En parcourant les jardins dans sa calèche il souriait déjà, ses palpitations calmées, il méditait, il digérait les détails de la difficile demi-heure qui venait de s'écouler. Il se remémorait chacun de ses mots un à un, chacun des accents. Il faillit rire en arrivant au vase : c'était épouvantable, inouï, une sottise inimaginable. Et pourtant de quelque façon qu'il tournât la chose, il lui fut impossible d'imaginer la scène sans cela, y compris les conséquences. Et, chose singulière, au lieu de gêne ou de honte il en gardait le ferme sentiment du devoir accompli, comme si la couronne impériale, il la devait précisément à cette folie, à ce vase catapulté.
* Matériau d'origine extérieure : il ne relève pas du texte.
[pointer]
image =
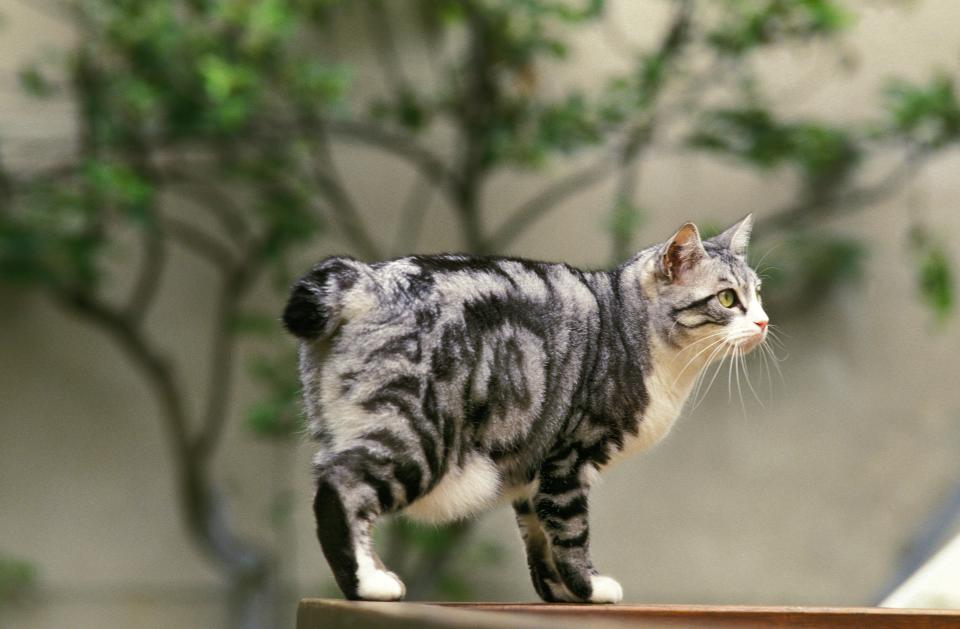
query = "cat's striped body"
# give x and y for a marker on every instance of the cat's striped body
(442, 385)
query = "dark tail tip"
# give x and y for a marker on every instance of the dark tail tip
(304, 316)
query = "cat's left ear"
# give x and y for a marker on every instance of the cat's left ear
(737, 237)
(681, 252)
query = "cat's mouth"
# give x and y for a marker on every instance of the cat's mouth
(750, 342)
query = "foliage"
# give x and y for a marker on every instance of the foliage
(935, 279)
(17, 578)
(211, 127)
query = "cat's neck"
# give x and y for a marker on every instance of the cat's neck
(675, 367)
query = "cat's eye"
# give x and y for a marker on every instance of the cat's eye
(727, 298)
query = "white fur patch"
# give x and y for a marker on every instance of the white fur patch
(605, 590)
(374, 584)
(668, 387)
(461, 492)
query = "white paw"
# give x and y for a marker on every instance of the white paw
(605, 590)
(380, 585)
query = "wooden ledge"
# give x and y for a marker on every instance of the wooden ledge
(336, 614)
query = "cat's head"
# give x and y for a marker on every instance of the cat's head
(706, 292)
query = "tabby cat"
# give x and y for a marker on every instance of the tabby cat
(440, 386)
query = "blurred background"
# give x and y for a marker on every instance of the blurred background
(167, 167)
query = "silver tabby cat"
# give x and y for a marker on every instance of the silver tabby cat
(440, 386)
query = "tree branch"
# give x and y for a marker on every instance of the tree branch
(324, 173)
(638, 137)
(216, 201)
(199, 242)
(148, 278)
(399, 144)
(809, 207)
(411, 215)
(223, 349)
(548, 198)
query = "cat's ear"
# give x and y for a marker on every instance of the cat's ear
(737, 237)
(681, 252)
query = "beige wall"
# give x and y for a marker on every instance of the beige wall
(807, 500)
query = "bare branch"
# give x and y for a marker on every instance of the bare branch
(855, 199)
(414, 209)
(199, 242)
(399, 144)
(324, 172)
(549, 198)
(233, 289)
(149, 276)
(218, 202)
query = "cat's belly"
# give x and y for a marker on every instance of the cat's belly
(464, 491)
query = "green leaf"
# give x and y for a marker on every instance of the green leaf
(935, 278)
(928, 114)
(33, 82)
(17, 578)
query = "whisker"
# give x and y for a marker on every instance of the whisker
(695, 356)
(703, 374)
(716, 372)
(746, 375)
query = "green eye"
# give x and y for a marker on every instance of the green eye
(727, 298)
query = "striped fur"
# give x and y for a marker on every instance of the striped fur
(440, 386)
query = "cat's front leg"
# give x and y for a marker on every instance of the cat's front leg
(546, 581)
(560, 505)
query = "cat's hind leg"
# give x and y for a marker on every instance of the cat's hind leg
(354, 488)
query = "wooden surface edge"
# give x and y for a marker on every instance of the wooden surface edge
(333, 614)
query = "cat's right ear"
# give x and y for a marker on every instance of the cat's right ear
(680, 253)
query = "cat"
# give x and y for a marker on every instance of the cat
(440, 386)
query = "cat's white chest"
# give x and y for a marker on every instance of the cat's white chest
(667, 391)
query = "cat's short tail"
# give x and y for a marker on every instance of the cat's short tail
(315, 307)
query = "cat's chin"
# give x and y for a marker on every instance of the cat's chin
(748, 345)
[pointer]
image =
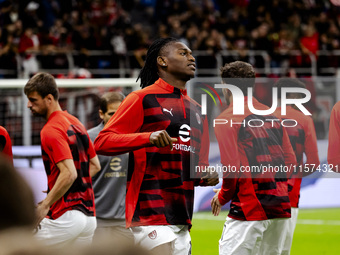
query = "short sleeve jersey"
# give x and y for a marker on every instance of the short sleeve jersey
(64, 137)
(5, 144)
(251, 140)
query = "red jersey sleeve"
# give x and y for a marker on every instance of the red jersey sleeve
(311, 148)
(54, 143)
(227, 142)
(334, 137)
(121, 133)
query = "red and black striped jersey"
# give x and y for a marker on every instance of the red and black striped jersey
(6, 144)
(333, 156)
(249, 143)
(160, 187)
(64, 137)
(302, 137)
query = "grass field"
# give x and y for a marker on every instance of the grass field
(317, 232)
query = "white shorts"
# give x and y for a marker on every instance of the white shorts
(290, 231)
(71, 227)
(253, 237)
(152, 236)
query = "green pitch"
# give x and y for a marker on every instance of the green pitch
(317, 232)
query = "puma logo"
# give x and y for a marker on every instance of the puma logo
(166, 110)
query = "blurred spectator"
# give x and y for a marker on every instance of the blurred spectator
(28, 47)
(17, 202)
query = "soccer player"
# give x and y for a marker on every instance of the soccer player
(17, 200)
(67, 214)
(333, 156)
(260, 205)
(5, 144)
(165, 133)
(302, 137)
(109, 185)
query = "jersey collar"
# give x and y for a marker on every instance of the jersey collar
(161, 83)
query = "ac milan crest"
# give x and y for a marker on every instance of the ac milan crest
(152, 235)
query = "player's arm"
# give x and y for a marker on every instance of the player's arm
(94, 166)
(209, 178)
(66, 177)
(333, 156)
(311, 148)
(227, 142)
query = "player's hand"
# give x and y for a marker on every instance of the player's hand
(210, 178)
(215, 203)
(41, 212)
(161, 139)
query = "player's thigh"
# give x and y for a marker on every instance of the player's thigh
(274, 237)
(241, 237)
(116, 232)
(61, 231)
(152, 236)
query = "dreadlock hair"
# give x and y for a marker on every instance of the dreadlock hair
(149, 73)
(286, 82)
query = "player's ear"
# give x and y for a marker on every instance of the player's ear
(161, 61)
(101, 114)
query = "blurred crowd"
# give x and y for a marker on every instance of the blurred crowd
(42, 31)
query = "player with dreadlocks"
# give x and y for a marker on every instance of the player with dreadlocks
(150, 124)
Mais en même temps que cette impression de satisfaction, sa joie était troublée par la louche inquiétude d'un singulier souvenir double. Oui… il a fait ceci, cela… il a crié ceci, cela… il a élevé la voix comme ceci, comme cela… il a attrapé ce vase comme ci et comme ça… et pourtant, ce n'est pas lui qui a fait tout cela… Ça ne venait pas spontanément de lui… il les a vus, entendus, lus ou rêvés quelque part… de la même manière… comme il venait de les rejouer… En se conformant au souvenir… il avait raison, le vieux… il a joué la comédie… et même d'après un modèle… ; mais quel modèle ?!… Où a-t-il déjà vu cette scène ?…

Les paupières baissées, il s'efforçait de le remémorer. Hum… L’aurait-il lu dans Tacite ?… César ?!… Non, ce n'est pas son style… Alexandre le Grand ?!… Mais non… Une quelconque pièce de théâtre ?… Un roi imaginaire ? Quand même pas un des rôles de Talma ?… Pourtant… comment était déjà… Ce geste par lequel il a lancé au pape : « plus d'un me la poserait volontiers… », la moue qu'il a faite… il a porté son regard de côté, avec un soupçon d'ironie… oui… oui… comme ça…

Il a levé lentement les bras, ses pupilles se sont agrandies, et là, tout seul, au fond de la calèche, il a pâli, puis le sang lui est monté à la tête, il est devenu rouge comme un crabe.

ça lui est revenu.

Il est assis au bord du lit. Il est jeune homme, premier consul. Il s'apprête à s'habiller. En face de lui, devant la glace, Joséphine debout. Cela fait moins d'un mois qu'ils sont mariés. Le soir il devait se rendre à Versailles. Et Joséphine parle. Ah, oui. Que ce… ce chapeau. Qu'elle le veut, ce chapeau, pour le soir. Mais pourquoi justement celui-là ? Parce qu'il lui plaît. Mais comment peut-on se mettre en colère pour une telle futilité ? Eh bien, non, pas question !… Non ?! Pas question ?… Eh bien, nous allons voir !… Nous allons voir ?… Intéressant… Elle fait une moue… Beauharnais, lui, ne s'est jamais mêlé de ces choses-là… Quoi ?!… Beauharnais ?!… Ne t'approche pas sinon… D'accord, je l'aurai ?!… Non !… et l'instant suivant Joséphine fait un pas en arrière… et le vase… s'envole… dans la glace… et Joséphine… Claque la porte… Et lui est furieux… il se roule par terre… il mord l'oreiller… dans le lit… Et le soir… Joséphine… a sur la tête le chapeau… Qu’elle avait désiré…

Le futur empereur seul dans sa calèche pousse un cri, un cri de colère, et ordonne de s'arrêter pour un instant.